Tuesday’s trading session featured two prime examples that could serve as a warning to investors to be selective in their stock picking and to understand just how harsh one day’s worth of trading can be to their portfolio.
Dipexium Fails At A Clinical Study
Shares of Dipexium Pharmaceuticals (NASDAQ: DPRX), a nano-cap late-stage pharmaceutical company that focuses on the treatment of mild infections of diabetic foot ulcers, crashed more than 75 percent on Tuesday.
Dipexium announced ahead of the market open disappointing results from an ongoing clinical trial.
The company’s clinical trial consisted of testing its therapy called Locilex in patients with mild infections of diabetic foot ulcers. The study failed to achieve its primary clinical endpoint of showing superiority versus other standardized wound care.
David P. Luci, President & CEO of Dipexium, stated, “Although we are disappointed with these results, we are continuing to evaluate the data and will consider potential regulatory pathways forward in other possible clinical indications based on an evaluation of all data emerging from the Phase 3 studies.”
WindTree Therapeutics: Cash Shortfall?
Windtree Therapeutics (NASDAQ: WINT), a biotechnology company that focuses on therapies for respiratory disease and other potential applications, saw its stock plunge by more than one quarter of its entire value on Tuesday.
Similar to Dipexium, Windtree announced after Monday’s market close disappointing results from an ongoing clinical trial.
Windtree has been exploring its aerosolized therapy called KL4 surfactant in non-human primates. The study was designed to assess the distribution and deposition of the KL4 surfactant in the lung.

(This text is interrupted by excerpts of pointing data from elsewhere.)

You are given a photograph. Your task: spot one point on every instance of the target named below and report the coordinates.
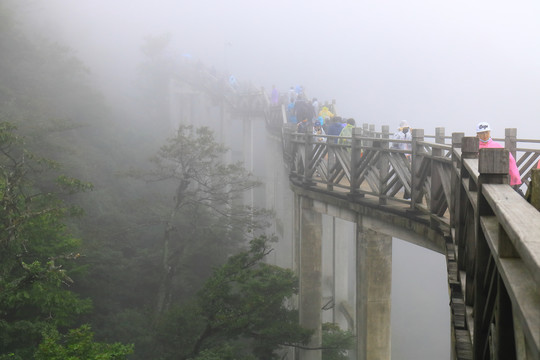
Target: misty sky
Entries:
(433, 63)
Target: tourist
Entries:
(274, 97)
(403, 133)
(347, 132)
(334, 128)
(483, 133)
(318, 130)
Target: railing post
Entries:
(416, 162)
(465, 231)
(384, 164)
(356, 150)
(436, 181)
(510, 140)
(492, 169)
(456, 165)
(308, 156)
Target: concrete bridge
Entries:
(461, 206)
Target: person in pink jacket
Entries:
(483, 132)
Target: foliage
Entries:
(37, 254)
(242, 308)
(336, 342)
(78, 344)
(205, 221)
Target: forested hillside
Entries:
(122, 241)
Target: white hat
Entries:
(483, 126)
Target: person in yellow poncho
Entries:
(325, 113)
(347, 133)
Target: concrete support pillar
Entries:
(344, 276)
(310, 276)
(374, 284)
(328, 274)
(247, 138)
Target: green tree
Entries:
(241, 312)
(79, 344)
(336, 342)
(206, 220)
(37, 253)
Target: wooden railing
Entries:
(493, 233)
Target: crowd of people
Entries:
(310, 115)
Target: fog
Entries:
(448, 64)
(432, 63)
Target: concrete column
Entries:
(374, 284)
(310, 276)
(247, 139)
(328, 274)
(344, 276)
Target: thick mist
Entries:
(449, 64)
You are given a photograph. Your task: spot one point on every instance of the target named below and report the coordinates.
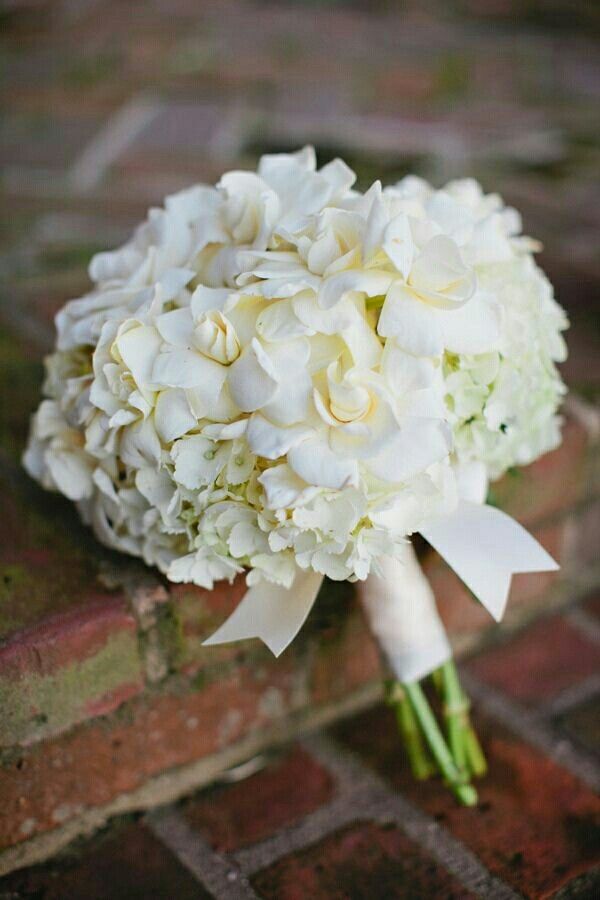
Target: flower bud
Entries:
(215, 337)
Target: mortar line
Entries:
(532, 730)
(113, 138)
(218, 874)
(572, 696)
(586, 624)
(364, 795)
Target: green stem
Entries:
(420, 762)
(455, 709)
(464, 743)
(475, 757)
(457, 780)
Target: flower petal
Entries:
(412, 323)
(334, 288)
(472, 328)
(252, 379)
(271, 441)
(172, 415)
(419, 443)
(316, 463)
(187, 369)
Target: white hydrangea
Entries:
(282, 371)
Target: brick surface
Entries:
(548, 658)
(582, 725)
(359, 862)
(128, 864)
(536, 826)
(252, 810)
(552, 483)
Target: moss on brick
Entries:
(37, 705)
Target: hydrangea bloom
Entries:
(283, 371)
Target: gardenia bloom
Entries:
(283, 372)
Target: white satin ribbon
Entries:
(400, 607)
(483, 545)
(272, 613)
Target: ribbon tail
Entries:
(485, 547)
(402, 614)
(270, 612)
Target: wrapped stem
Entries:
(402, 613)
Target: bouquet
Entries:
(284, 376)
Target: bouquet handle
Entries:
(402, 613)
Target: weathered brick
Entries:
(536, 826)
(254, 809)
(20, 379)
(582, 724)
(74, 665)
(552, 484)
(128, 863)
(360, 861)
(540, 663)
(68, 646)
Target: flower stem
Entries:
(420, 761)
(457, 780)
(455, 708)
(464, 744)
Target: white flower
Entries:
(283, 372)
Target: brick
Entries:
(254, 809)
(582, 725)
(361, 861)
(535, 666)
(343, 655)
(20, 380)
(71, 666)
(68, 646)
(536, 826)
(552, 484)
(592, 605)
(128, 863)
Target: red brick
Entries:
(65, 638)
(365, 860)
(582, 724)
(592, 605)
(536, 826)
(127, 864)
(540, 663)
(49, 561)
(552, 484)
(93, 764)
(254, 809)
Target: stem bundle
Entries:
(457, 755)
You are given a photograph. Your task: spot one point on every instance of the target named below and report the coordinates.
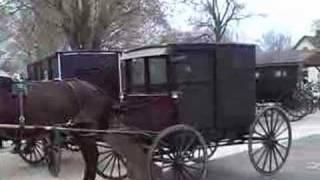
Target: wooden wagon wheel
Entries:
(171, 154)
(269, 140)
(32, 151)
(111, 165)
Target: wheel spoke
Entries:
(188, 173)
(164, 160)
(189, 144)
(112, 167)
(105, 152)
(192, 167)
(119, 167)
(265, 131)
(278, 128)
(281, 145)
(256, 132)
(275, 158)
(257, 151)
(265, 160)
(107, 164)
(283, 139)
(261, 156)
(270, 161)
(282, 131)
(104, 158)
(266, 121)
(279, 153)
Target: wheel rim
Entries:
(172, 155)
(32, 151)
(270, 141)
(111, 165)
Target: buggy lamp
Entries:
(175, 95)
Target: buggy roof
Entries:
(288, 58)
(77, 52)
(165, 49)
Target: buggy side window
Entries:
(158, 71)
(277, 73)
(137, 68)
(257, 75)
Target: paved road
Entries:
(303, 164)
(229, 163)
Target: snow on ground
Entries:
(13, 168)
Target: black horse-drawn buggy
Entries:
(182, 101)
(281, 79)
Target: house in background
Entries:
(311, 44)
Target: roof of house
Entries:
(314, 40)
(288, 57)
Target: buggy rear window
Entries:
(146, 75)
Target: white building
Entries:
(310, 44)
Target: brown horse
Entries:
(56, 103)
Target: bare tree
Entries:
(275, 42)
(92, 24)
(218, 15)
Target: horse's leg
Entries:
(137, 159)
(90, 155)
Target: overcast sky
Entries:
(293, 17)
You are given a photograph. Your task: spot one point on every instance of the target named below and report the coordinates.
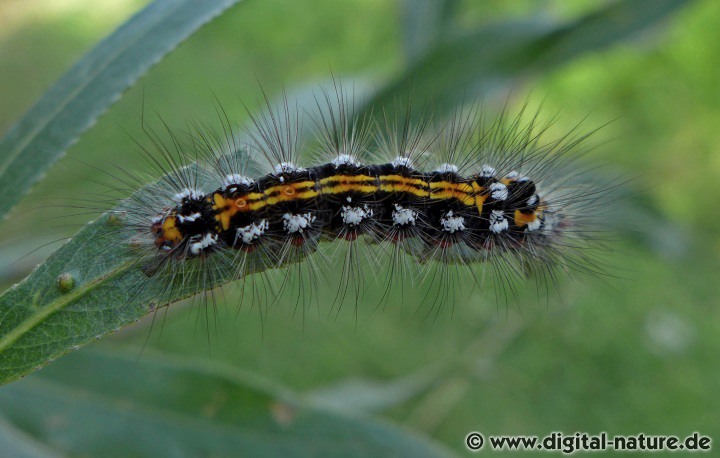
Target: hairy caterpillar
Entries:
(443, 204)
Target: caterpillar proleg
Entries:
(436, 204)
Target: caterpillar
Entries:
(447, 203)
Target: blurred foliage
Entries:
(623, 355)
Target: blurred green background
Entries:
(638, 353)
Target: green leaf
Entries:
(463, 67)
(91, 403)
(94, 285)
(80, 96)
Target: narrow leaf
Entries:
(187, 408)
(80, 96)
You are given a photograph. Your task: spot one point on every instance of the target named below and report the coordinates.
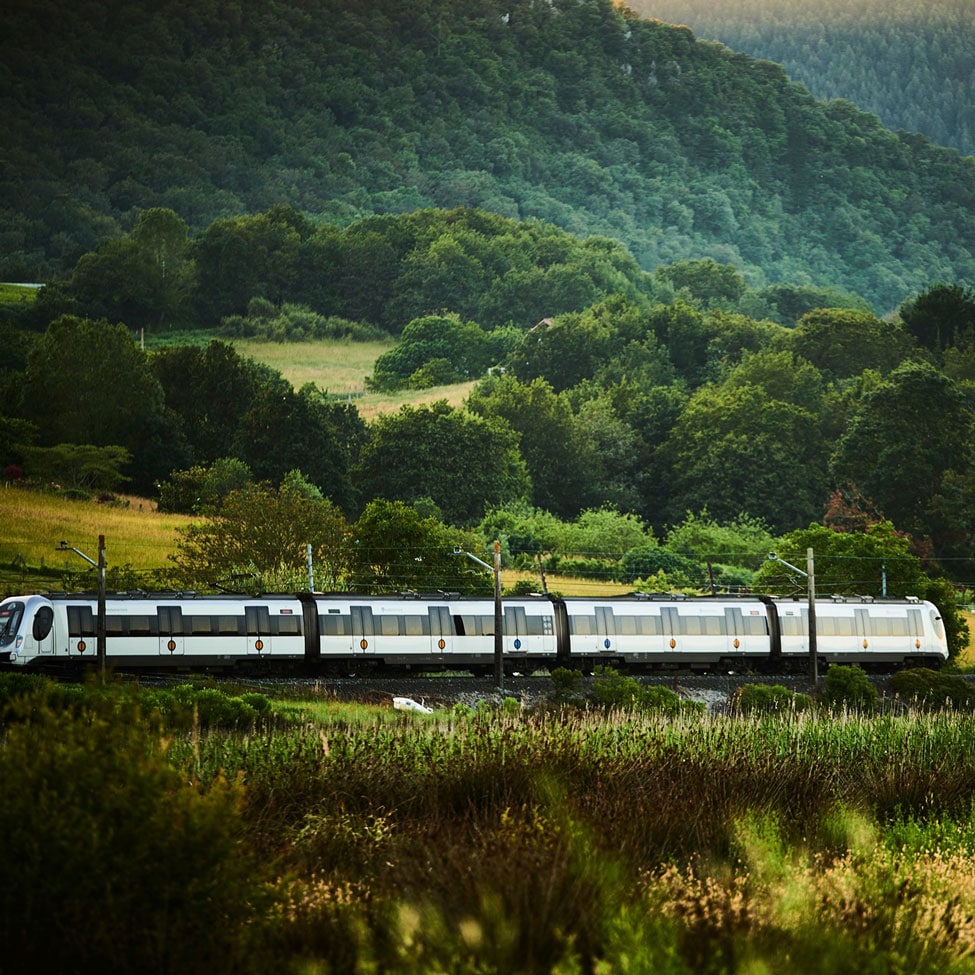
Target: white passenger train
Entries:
(347, 633)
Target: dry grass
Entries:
(34, 524)
(340, 368)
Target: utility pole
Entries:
(498, 615)
(100, 639)
(810, 575)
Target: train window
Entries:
(10, 616)
(333, 625)
(690, 625)
(227, 625)
(835, 626)
(81, 621)
(199, 625)
(755, 625)
(476, 625)
(627, 625)
(792, 625)
(389, 625)
(515, 621)
(582, 625)
(288, 625)
(170, 621)
(140, 625)
(43, 621)
(415, 625)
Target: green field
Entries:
(529, 838)
(35, 523)
(340, 368)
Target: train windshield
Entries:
(10, 616)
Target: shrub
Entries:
(612, 689)
(849, 687)
(567, 684)
(768, 699)
(931, 689)
(112, 860)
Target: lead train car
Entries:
(339, 632)
(350, 633)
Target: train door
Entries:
(42, 631)
(363, 630)
(915, 630)
(82, 631)
(734, 625)
(441, 630)
(171, 638)
(864, 630)
(606, 629)
(670, 625)
(258, 623)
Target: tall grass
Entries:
(35, 523)
(545, 841)
(340, 368)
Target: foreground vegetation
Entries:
(550, 839)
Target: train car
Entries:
(341, 633)
(144, 631)
(429, 631)
(669, 631)
(352, 634)
(855, 630)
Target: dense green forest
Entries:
(910, 62)
(578, 114)
(644, 405)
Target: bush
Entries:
(611, 689)
(567, 684)
(849, 687)
(932, 690)
(768, 699)
(113, 861)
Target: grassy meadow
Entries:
(136, 537)
(340, 368)
(533, 839)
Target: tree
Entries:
(906, 432)
(89, 383)
(940, 317)
(261, 531)
(464, 462)
(396, 549)
(444, 338)
(210, 389)
(737, 450)
(283, 429)
(144, 279)
(710, 283)
(247, 257)
(741, 541)
(843, 343)
(80, 467)
(855, 563)
(202, 490)
(555, 454)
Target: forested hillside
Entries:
(911, 62)
(575, 113)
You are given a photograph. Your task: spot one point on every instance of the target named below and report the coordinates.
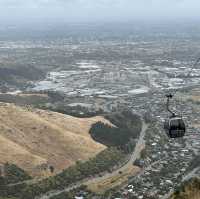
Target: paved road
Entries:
(134, 156)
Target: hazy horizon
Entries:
(21, 11)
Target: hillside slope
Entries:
(36, 139)
(189, 190)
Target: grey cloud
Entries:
(99, 9)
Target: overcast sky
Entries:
(91, 10)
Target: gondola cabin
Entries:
(175, 127)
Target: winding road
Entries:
(133, 157)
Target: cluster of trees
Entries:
(120, 137)
(104, 161)
(14, 174)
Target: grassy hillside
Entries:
(37, 140)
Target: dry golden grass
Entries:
(113, 181)
(30, 138)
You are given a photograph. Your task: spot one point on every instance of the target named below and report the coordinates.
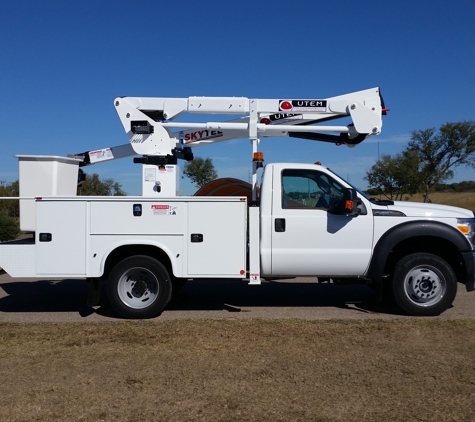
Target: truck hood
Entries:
(420, 209)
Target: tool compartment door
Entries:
(61, 238)
(217, 239)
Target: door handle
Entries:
(279, 224)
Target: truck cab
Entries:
(416, 252)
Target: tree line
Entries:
(429, 159)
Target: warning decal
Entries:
(162, 209)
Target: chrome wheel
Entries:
(425, 285)
(138, 288)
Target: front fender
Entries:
(413, 229)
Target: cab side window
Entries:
(309, 189)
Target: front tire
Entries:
(424, 284)
(139, 287)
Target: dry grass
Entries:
(254, 370)
(456, 199)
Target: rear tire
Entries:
(424, 284)
(139, 287)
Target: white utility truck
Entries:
(303, 219)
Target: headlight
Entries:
(467, 227)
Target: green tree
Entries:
(395, 176)
(200, 171)
(9, 228)
(94, 186)
(440, 152)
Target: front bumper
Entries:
(469, 263)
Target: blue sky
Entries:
(64, 62)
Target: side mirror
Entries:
(347, 205)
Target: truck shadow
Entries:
(69, 295)
(234, 295)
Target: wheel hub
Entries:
(424, 286)
(139, 287)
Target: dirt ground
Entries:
(224, 370)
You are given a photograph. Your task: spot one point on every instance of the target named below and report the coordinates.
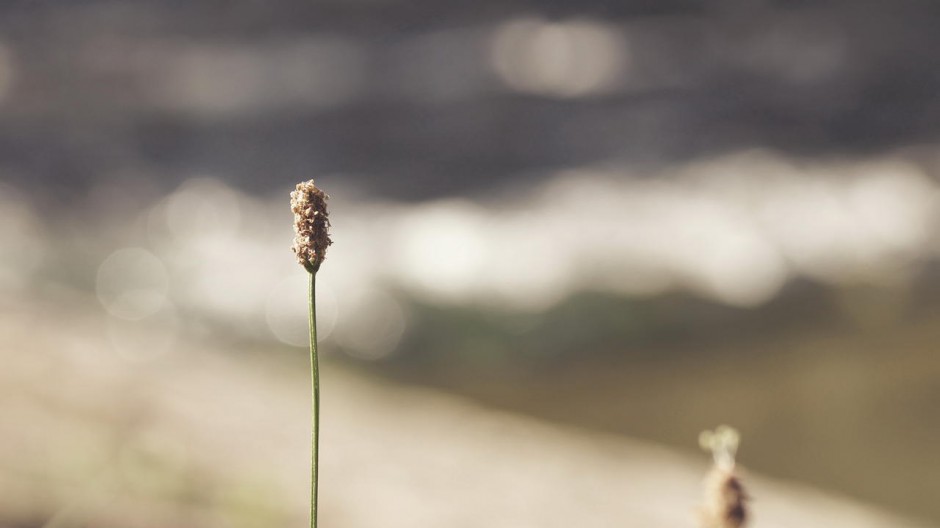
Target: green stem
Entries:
(315, 378)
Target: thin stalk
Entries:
(315, 379)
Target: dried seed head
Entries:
(311, 225)
(725, 497)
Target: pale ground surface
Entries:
(197, 437)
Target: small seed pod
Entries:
(311, 225)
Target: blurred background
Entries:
(568, 237)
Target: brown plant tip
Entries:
(311, 225)
(725, 500)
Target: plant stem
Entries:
(315, 380)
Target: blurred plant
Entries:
(311, 226)
(725, 496)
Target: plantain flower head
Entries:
(725, 497)
(311, 225)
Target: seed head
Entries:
(725, 497)
(311, 225)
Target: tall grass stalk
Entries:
(311, 239)
(315, 380)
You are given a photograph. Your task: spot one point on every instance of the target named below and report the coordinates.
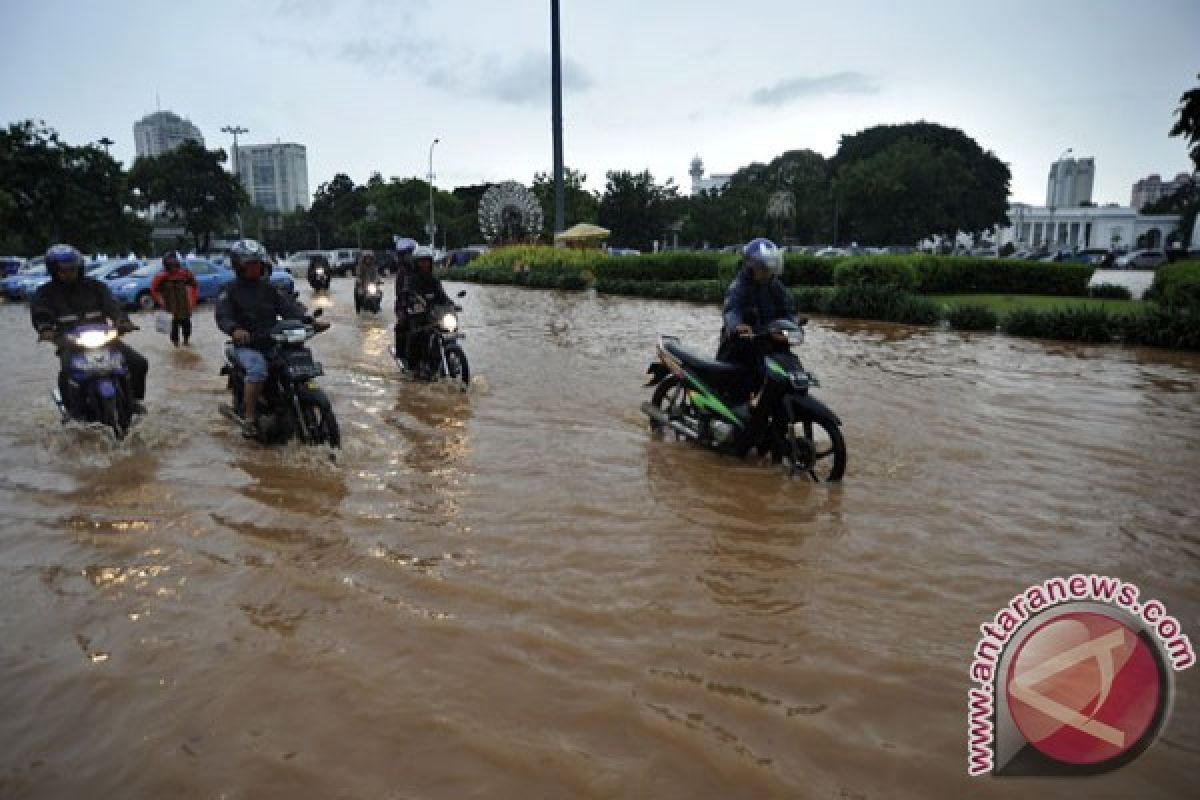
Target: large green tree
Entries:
(53, 191)
(193, 187)
(1188, 125)
(933, 206)
(636, 209)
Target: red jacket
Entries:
(175, 290)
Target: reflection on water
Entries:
(519, 591)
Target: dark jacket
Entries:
(255, 306)
(755, 304)
(61, 305)
(418, 284)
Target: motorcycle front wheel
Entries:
(456, 365)
(321, 420)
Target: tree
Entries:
(579, 204)
(905, 193)
(1188, 125)
(637, 210)
(192, 186)
(57, 192)
(943, 203)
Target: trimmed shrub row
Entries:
(923, 274)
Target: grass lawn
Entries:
(1002, 304)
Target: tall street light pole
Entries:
(432, 227)
(557, 113)
(235, 130)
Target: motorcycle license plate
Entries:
(97, 361)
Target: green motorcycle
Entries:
(733, 409)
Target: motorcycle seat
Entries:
(708, 368)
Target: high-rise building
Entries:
(1152, 188)
(701, 184)
(156, 133)
(275, 175)
(1071, 182)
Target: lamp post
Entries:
(432, 228)
(237, 170)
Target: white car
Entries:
(1141, 259)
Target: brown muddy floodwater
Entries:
(519, 593)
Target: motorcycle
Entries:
(367, 296)
(97, 379)
(712, 402)
(291, 404)
(443, 355)
(319, 278)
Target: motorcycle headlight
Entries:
(91, 340)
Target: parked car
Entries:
(210, 278)
(297, 264)
(342, 262)
(17, 287)
(10, 265)
(1143, 259)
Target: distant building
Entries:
(700, 184)
(1069, 184)
(1111, 227)
(1152, 188)
(275, 175)
(156, 133)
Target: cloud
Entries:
(526, 80)
(839, 83)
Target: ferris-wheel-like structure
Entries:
(509, 212)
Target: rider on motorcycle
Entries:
(417, 293)
(313, 264)
(755, 299)
(70, 299)
(247, 310)
(366, 271)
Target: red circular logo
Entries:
(1084, 687)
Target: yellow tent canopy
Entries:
(582, 232)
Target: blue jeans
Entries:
(253, 362)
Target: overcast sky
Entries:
(367, 84)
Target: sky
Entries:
(366, 85)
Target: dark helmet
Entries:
(423, 253)
(246, 251)
(63, 256)
(762, 252)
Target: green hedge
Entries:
(865, 271)
(1176, 286)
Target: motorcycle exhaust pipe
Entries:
(659, 417)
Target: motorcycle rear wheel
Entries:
(820, 452)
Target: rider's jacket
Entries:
(419, 286)
(61, 305)
(255, 306)
(756, 304)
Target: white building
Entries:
(1111, 227)
(275, 175)
(1152, 188)
(156, 133)
(700, 184)
(1071, 182)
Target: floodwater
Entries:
(519, 593)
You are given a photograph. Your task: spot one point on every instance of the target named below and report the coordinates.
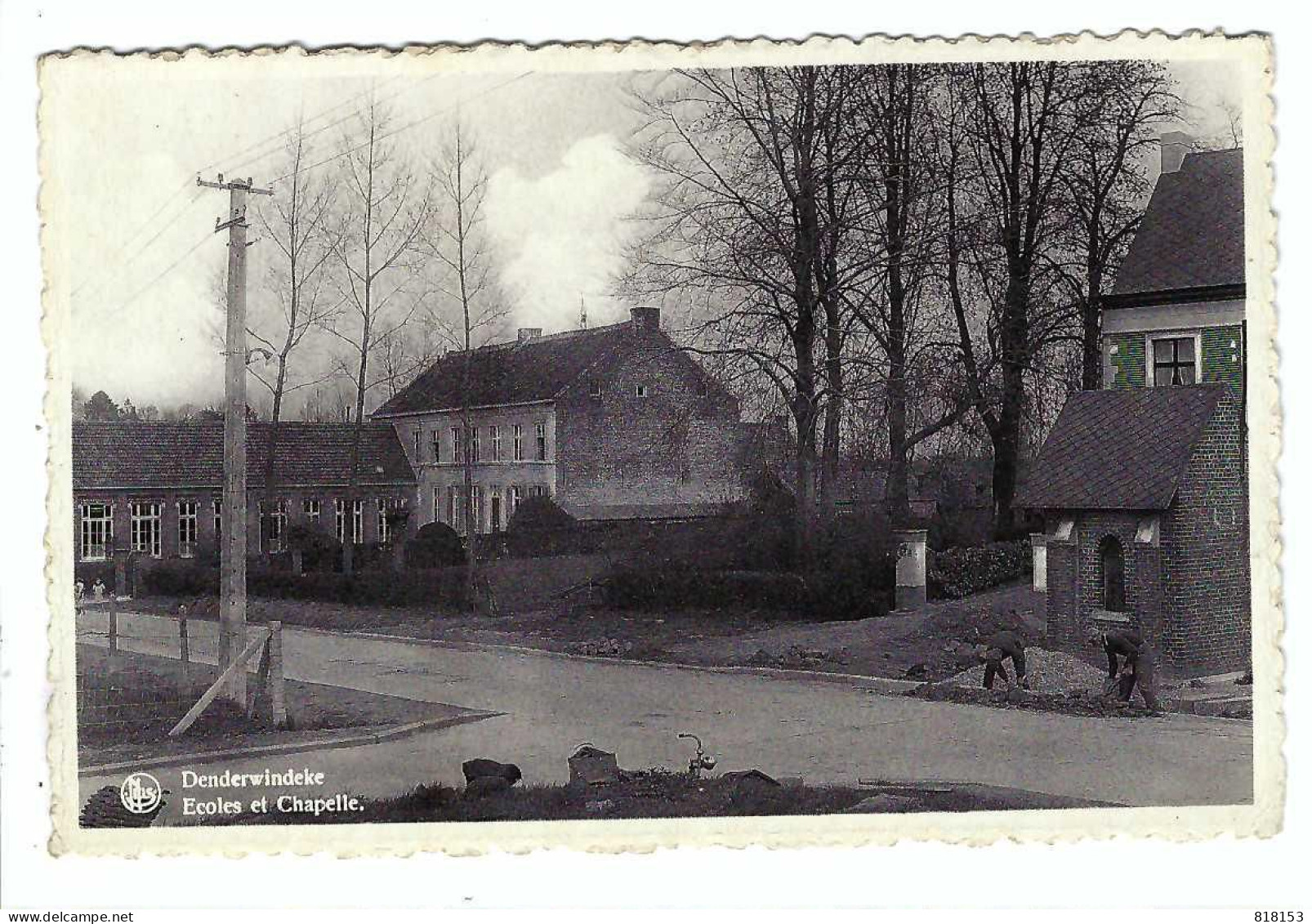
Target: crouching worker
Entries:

The study was successful in showing that the company’s aerosolized therapy can be delivered throughout all regions of the test subject’s lungs.
While the results were encouraging, many investors and traders may find the company’s supplementary regulatory filing to be of particular concern.
The company noted that a Phase 2b clinical trial will involve 240 premature infants and evaluate the safety and tolerability of its KL4 surfactant administered in two dose groups. Top-line results are expected to be released in mid-year 2017.
However, the company added that it has sufficient cash available to support the ongoing trial, pay its debt service and fund operations through February 2017.
Investors may be concerned that the company would need to raise capital through a potentially dilutive transaction to fund operation beyond February of next year.